Missoulian
By Rob Chaney
May 8, 2009
A plan mixing timber, recreation and renewable energy projects in the Seeley Lake area got a warm reception from a Missoula audience Thursday evening.
About 150 people packed a Missoula Public Library meeting room to hear details of the Blackfoot-Clearwater Stewardship Project. A panel of sawmill workers, wilderness advocates, outfitters and land owners agreed it was better to work for goals they all agreed on than to continue old grudges.
“You've got to wonder why a cow guy gives a rat about wilderness guys,” project supporter and Ovando rancher Jim Stone said. “It's about people and community. The strong part of this project is it's homegrown. It's not grown by folks in New York or Washington, D.C., telling us how to manage our land.”

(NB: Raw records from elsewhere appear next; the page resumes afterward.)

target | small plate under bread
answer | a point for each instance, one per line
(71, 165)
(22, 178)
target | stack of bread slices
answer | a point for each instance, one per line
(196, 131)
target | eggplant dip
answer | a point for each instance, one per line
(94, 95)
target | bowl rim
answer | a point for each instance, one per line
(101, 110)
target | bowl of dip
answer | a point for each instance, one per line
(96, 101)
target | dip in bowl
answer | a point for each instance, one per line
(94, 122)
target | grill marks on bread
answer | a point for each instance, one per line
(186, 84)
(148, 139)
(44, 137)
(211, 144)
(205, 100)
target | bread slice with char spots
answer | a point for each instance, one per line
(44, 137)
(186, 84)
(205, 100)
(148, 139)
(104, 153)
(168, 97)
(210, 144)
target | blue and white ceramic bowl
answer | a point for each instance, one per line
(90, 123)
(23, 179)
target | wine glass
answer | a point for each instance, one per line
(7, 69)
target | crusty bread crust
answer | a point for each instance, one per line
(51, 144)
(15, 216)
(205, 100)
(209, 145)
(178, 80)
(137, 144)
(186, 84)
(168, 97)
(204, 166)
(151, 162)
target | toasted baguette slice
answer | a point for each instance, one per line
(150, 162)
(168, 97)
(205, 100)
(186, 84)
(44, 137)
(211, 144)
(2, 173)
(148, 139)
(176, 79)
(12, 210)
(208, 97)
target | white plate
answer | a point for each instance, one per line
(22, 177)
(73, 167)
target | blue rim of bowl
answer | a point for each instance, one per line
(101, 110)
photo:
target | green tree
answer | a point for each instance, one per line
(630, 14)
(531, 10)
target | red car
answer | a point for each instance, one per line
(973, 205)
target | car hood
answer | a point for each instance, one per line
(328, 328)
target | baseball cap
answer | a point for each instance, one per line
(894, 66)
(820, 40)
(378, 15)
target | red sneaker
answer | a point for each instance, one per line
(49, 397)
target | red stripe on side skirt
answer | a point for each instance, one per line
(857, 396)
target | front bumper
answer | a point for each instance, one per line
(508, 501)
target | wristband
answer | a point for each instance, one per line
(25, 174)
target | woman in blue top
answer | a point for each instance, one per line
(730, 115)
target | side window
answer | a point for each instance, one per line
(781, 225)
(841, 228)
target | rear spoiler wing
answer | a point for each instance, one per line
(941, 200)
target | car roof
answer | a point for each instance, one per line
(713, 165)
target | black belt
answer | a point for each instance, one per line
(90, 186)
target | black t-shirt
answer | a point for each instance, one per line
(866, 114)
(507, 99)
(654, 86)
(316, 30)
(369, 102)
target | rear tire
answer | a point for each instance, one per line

The Blackfoot-Clearwater Stewardship Project breaks into three main parts. One is forest stewardship, where timber industry workers would put their skills to reforestation, backcountry maintenance and related land improvement projects. The second is designated recreation lands, including 87,000 acres of roadless areas getting federal protection and other places OK'd for snowmobile and other motorized uses.
The third part is a renewable energy program that would build a biomass boiler at Pyramid Mountain Lumber and manage removal of slash and other unmarketable wood for fuel. While the first two elements received general support from the audience, the renewable energy plank raised several questions.
Smurfit-Stone employee Dean Skaja said investing public dollars at the Frenchtown pulp mill's existing biomass boiler system would preserve many more jobs than building a new one at Pyramid would create. He challenged the group's assertion that the timber industry was properly represented with just one lumber mill in its membership.
Other questioners wondered if removing downed timber and slash to feed a biomass boiler wouldn't cause long-term harm to the forest health. Wilderness Society ecologist Tom DeLuca responded that the planners had considered that problem, and set up the project so forest treatment would improve soil nutrients while removing fire hazards.
The plan got a new ray of hope with passage of the Omnibus Public Lands Management Act last month, which included multimillion-dollar funding for 10 landscape restoration projects in the country. Brennan said the Blackfoot-Clearwater will apply for that money.
“To be frank, one of our questions was how do we pay for this, in this economic climate?” Brennan said. “This project was tailor-made for legislation like that.”